Department of Primary Care and Public Health School of Public Health, Imperial College London London United Kingdom.
Department of Medicine, Faculty of Medicine Universidad de Sevilla Sevilla Spain.
J Am Heart Assoc. 2024 Jun 18;13(12):e034434. doi: 10.1161/JAHA.123.034434. Epub 2024 Jun 15.
Familial hypercholesterolemia (FH), while highly prevalent, is a significantly underdiagnosed monogenic disorder.

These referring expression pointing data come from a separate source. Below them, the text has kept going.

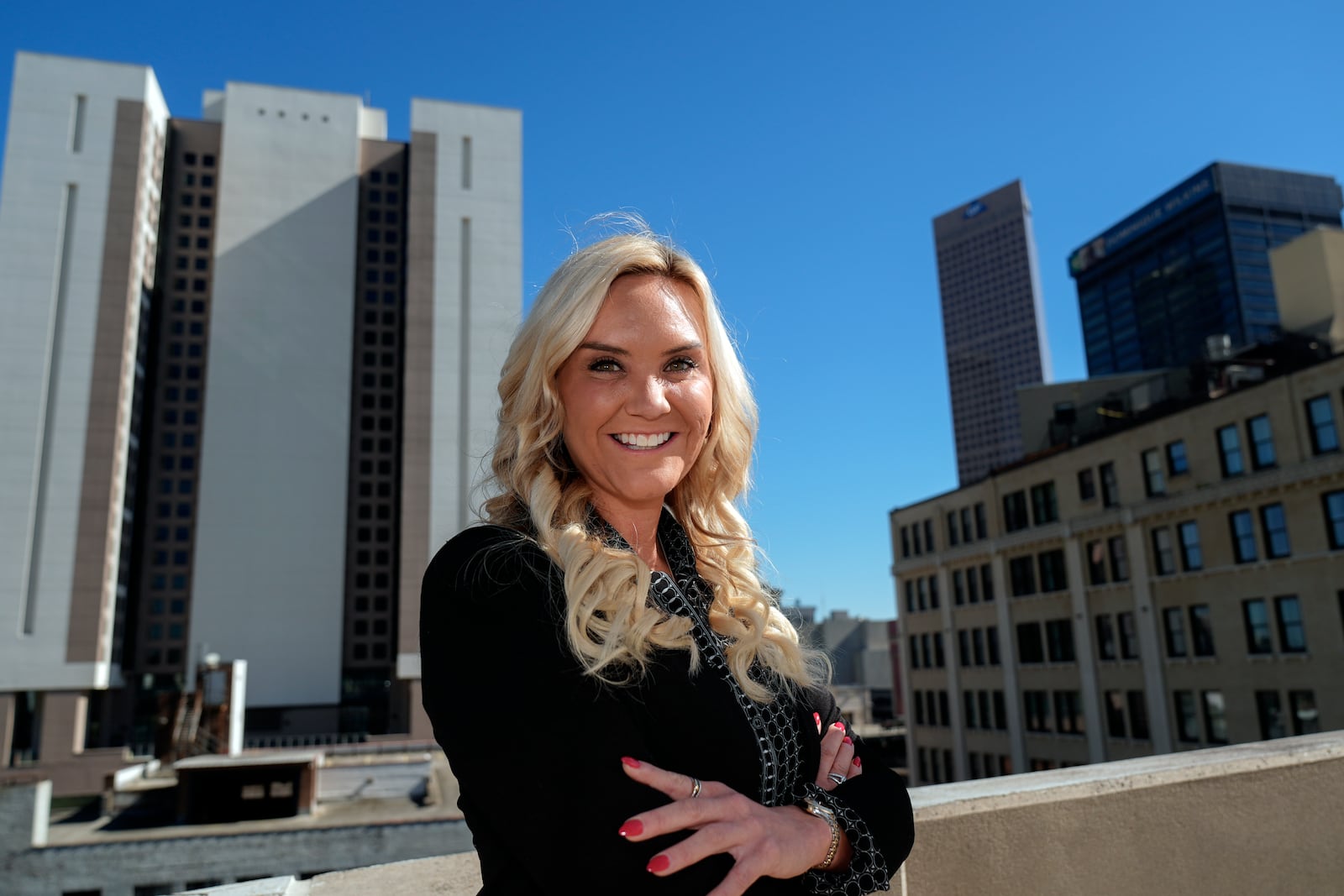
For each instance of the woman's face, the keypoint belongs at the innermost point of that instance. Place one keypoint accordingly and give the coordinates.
(638, 394)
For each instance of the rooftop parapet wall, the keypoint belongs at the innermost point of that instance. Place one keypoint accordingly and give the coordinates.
(1250, 819)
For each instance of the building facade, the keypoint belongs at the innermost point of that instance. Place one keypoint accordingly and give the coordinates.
(992, 322)
(1194, 264)
(1173, 584)
(250, 369)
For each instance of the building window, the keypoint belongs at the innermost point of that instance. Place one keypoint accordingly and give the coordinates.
(1045, 508)
(1176, 461)
(1059, 638)
(1191, 555)
(1173, 621)
(1243, 537)
(1305, 718)
(1015, 511)
(1164, 558)
(1320, 418)
(1292, 636)
(1119, 559)
(1230, 452)
(1153, 479)
(1030, 647)
(1276, 531)
(1256, 618)
(1038, 710)
(1270, 712)
(1109, 486)
(1021, 575)
(1137, 715)
(1095, 563)
(1263, 443)
(1215, 718)
(1115, 714)
(1086, 485)
(1105, 637)
(1068, 712)
(1053, 577)
(1128, 636)
(1202, 631)
(1187, 719)
(1334, 504)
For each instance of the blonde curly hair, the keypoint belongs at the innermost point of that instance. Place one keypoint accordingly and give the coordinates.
(609, 624)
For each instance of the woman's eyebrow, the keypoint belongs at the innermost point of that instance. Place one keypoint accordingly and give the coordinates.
(613, 349)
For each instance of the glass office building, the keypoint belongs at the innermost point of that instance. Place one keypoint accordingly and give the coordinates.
(1194, 264)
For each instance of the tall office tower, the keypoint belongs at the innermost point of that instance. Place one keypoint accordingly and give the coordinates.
(1194, 264)
(78, 233)
(315, 322)
(992, 324)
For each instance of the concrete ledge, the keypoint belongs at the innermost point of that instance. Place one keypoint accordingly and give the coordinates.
(1249, 819)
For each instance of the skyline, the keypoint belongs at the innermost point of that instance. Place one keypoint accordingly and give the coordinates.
(828, 141)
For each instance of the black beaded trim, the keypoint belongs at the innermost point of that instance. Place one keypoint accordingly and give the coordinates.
(867, 871)
(685, 594)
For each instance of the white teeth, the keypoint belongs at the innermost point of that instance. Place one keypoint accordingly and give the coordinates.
(638, 439)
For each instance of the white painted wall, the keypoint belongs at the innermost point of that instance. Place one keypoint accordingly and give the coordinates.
(39, 164)
(461, 437)
(270, 535)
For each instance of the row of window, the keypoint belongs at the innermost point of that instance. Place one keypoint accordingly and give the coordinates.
(1068, 712)
(1211, 707)
(971, 584)
(1038, 506)
(1045, 506)
(1021, 574)
(1057, 645)
(984, 710)
(979, 647)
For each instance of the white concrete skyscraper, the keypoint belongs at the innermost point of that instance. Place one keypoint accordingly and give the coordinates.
(992, 322)
(249, 371)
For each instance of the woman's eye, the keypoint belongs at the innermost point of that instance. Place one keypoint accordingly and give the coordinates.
(682, 364)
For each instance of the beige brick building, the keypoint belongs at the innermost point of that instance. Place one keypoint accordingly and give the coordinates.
(1173, 584)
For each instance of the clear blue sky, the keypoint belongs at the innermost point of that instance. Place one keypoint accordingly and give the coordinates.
(800, 152)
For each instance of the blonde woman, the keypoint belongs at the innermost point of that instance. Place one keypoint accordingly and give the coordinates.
(667, 731)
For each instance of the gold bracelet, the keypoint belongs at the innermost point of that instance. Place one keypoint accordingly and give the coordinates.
(828, 815)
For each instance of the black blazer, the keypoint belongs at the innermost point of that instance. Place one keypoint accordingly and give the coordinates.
(537, 745)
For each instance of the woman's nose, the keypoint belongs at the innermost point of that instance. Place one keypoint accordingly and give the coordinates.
(649, 398)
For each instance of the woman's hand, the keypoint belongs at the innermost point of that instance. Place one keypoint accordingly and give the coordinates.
(837, 755)
(781, 841)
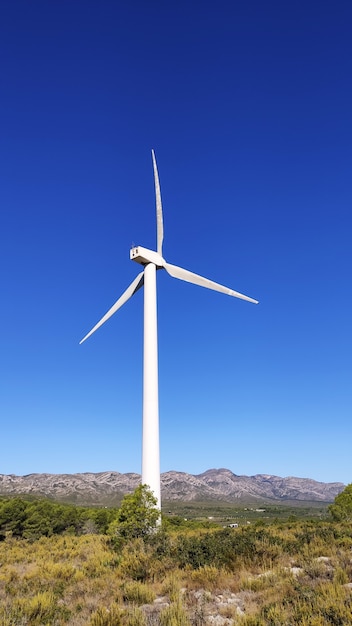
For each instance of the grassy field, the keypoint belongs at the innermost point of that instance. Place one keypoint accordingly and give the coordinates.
(270, 572)
(227, 513)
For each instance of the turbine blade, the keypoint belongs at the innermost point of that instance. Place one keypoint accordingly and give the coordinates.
(159, 208)
(130, 291)
(190, 277)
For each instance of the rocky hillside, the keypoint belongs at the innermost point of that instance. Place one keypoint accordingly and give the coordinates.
(214, 484)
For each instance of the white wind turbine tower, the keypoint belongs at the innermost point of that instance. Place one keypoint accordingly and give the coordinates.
(152, 261)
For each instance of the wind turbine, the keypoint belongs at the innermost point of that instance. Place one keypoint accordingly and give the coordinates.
(152, 261)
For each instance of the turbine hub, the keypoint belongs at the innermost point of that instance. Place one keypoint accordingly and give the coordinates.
(145, 256)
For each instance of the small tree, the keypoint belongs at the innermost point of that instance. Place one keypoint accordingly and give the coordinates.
(341, 510)
(137, 516)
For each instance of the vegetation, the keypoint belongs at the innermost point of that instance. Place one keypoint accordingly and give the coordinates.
(64, 565)
(342, 507)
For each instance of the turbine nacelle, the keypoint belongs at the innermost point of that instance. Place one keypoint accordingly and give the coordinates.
(144, 256)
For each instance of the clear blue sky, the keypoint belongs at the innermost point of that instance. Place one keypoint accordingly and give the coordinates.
(248, 107)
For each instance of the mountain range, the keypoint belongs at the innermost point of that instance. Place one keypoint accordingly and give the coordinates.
(222, 485)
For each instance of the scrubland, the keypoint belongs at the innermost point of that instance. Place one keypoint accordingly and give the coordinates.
(279, 573)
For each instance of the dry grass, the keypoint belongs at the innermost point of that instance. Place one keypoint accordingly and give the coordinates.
(297, 575)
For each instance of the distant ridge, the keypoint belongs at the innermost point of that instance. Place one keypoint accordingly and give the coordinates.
(220, 485)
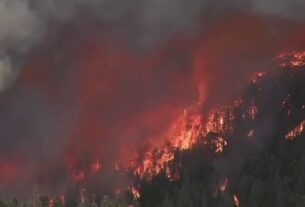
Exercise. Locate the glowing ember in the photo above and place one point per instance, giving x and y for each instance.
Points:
(95, 166)
(78, 176)
(297, 131)
(250, 133)
(219, 144)
(291, 59)
(135, 193)
(256, 76)
(223, 186)
(252, 111)
(236, 200)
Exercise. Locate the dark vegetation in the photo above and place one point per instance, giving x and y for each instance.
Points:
(264, 170)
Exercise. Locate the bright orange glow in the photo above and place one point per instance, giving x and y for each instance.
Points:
(135, 193)
(250, 133)
(256, 76)
(291, 59)
(297, 131)
(236, 200)
(223, 186)
(95, 166)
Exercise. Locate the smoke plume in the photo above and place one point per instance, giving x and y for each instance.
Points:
(85, 80)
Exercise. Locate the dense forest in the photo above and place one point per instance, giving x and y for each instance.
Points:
(262, 165)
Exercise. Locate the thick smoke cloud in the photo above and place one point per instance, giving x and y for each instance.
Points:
(23, 23)
(79, 86)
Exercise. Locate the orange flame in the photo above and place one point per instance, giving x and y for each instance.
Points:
(297, 131)
(236, 200)
(291, 59)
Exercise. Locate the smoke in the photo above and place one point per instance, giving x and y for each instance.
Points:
(24, 23)
(84, 79)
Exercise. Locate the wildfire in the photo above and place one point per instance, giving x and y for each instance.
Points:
(219, 144)
(236, 200)
(256, 76)
(250, 133)
(223, 186)
(135, 192)
(291, 59)
(297, 131)
(95, 166)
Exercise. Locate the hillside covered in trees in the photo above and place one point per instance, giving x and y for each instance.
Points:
(262, 163)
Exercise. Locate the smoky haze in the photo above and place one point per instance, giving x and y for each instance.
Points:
(82, 79)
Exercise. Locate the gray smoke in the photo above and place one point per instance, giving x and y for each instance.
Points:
(24, 23)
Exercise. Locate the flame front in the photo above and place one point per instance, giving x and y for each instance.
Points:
(297, 131)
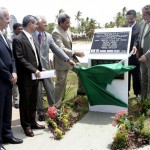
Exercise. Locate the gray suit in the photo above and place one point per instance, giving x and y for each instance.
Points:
(145, 66)
(46, 44)
(64, 41)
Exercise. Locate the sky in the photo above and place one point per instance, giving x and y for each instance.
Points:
(102, 11)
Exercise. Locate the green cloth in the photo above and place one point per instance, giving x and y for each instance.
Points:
(95, 80)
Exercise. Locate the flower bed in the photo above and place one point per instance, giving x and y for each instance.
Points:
(129, 134)
(61, 120)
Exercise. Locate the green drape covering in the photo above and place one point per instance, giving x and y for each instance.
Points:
(95, 80)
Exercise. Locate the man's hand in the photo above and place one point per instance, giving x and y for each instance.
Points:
(71, 62)
(43, 69)
(37, 74)
(134, 50)
(142, 58)
(14, 78)
(79, 53)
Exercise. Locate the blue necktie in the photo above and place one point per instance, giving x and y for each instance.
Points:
(39, 38)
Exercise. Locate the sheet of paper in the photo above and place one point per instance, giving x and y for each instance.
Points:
(45, 74)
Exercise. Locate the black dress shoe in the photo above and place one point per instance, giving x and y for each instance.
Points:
(2, 148)
(80, 93)
(37, 126)
(29, 132)
(16, 106)
(12, 140)
(41, 118)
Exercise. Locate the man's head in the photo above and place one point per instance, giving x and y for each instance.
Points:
(29, 23)
(41, 23)
(146, 13)
(17, 28)
(4, 18)
(64, 21)
(131, 16)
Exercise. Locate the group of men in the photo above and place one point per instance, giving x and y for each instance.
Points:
(31, 55)
(30, 51)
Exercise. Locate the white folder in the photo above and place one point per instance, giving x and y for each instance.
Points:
(45, 74)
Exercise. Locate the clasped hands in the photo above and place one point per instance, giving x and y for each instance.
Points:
(79, 53)
(142, 58)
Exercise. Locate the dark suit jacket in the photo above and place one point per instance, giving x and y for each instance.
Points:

Improved detection could reduce the large number of cardiovascular events attributable to poor case finding. We aimed to assess whether machine learning algorithms outperform clinical diagnostic criteria (signs, history, and biomarkers) and the recommended screening criteria in the United Kingdom in identifying individuals with FH-causing variants, presenting a scalable screening criteria for general populations.
Analysis included UK Biobank participants with whole exome sequencing, classifying them as having FH when (likely) pathogenic variants were detected in their , , or genes. Data were stratified into 3 data sets for (1) feature importance analysis; (2) deriving state-of-the-art statistical and machine learning models; (3) evaluating models' predictive performance against clinical diagnostic and screening criteria: Dutch Lipid Clinic Network, Simon Broome, Make Early Diagnosis to Prevent Early Death, and Familial Case Ascertainment Tool. One thousand and three of 454 710 participants were classified as having FH. A Stacking Ensemble model yielded the best predictive performance (sensitivity, 74.93%; precision, 0.61%; accuracy, 72.80%, area under the receiver operating characteristic curve, 79.12%) and outperformed clinical diagnostic criteria and the recommended screening criteria in identifying FH variant carriers within the validation data set (figures for Familial Case Ascertainment Tool, the best baseline model, were 69.55%, 0.44%, 65.43%, and 71.12%, respectively). Our model decreased the number needed to screen compared with the Familial Case Ascertainment Tool (164 versus 227).
Our machine learning-derived model provides a higher pretest probability of identifying individuals with a molecular diagnosis of FH compared with current approaches. This provides a promising, cost-effective scalable tool for implementation into electronic health records to prioritize potential FH cases for genetic confirmation.
家族性高胆固醇血症(FH)虽然患病率很高,但却是一种严重未被诊断的单基因疾病。提高检出率可以减少因病例检出不佳而导致的大量心血管事件。我们旨在评估机器学习算法是否优于临床诊断标准(体征、病史和生物标志物)和英国推荐的筛查标准,以识别携带 FH 致病变异的个体,为一般人群提供一种可扩展的筛查标准。
分析包括英国生物库中进行全外显子组测序的参与者,当在他们的 、 或 基因中检测到可能致病的变异时,将其归类为 FH。数据分为 3 个数据集,用于(1)特征重要性分析;(2)得出最先进的统计和机器学习模型;(3)评估模型对临床诊断和筛查标准的预测性能:荷兰血脂诊所网络、西蒙·布鲁姆、早期诊断以预防早逝和家族病例确定工具。在 454710 名参与者中,有 1030 名被归类为 FH。堆叠集成模型产生了最佳的预测性能(敏感性 74.93%,精确性 0.61%,准确性 72.80%,接受者操作特征曲线下面积 79.12%),并在验证数据集中优于临床诊断标准和推荐的筛查标准,以识别 FH 变异携带者(家族病例确定工具的最佳基线模型的结果分别为 69.55%、0.44%、65.43%和 71.12%)。与家族病例确定工具相比,我们的模型减少了筛查所需的人数(164 与 227)。
与目前的方法相比,我们的机器学习衍生模型提供了更高的识别具有 FH 分子诊断个体的先验概率。这为将潜在 FH 病例优先进行基因确认的电子健康记录提供了一种有前途、具有成本效益的可扩展工具。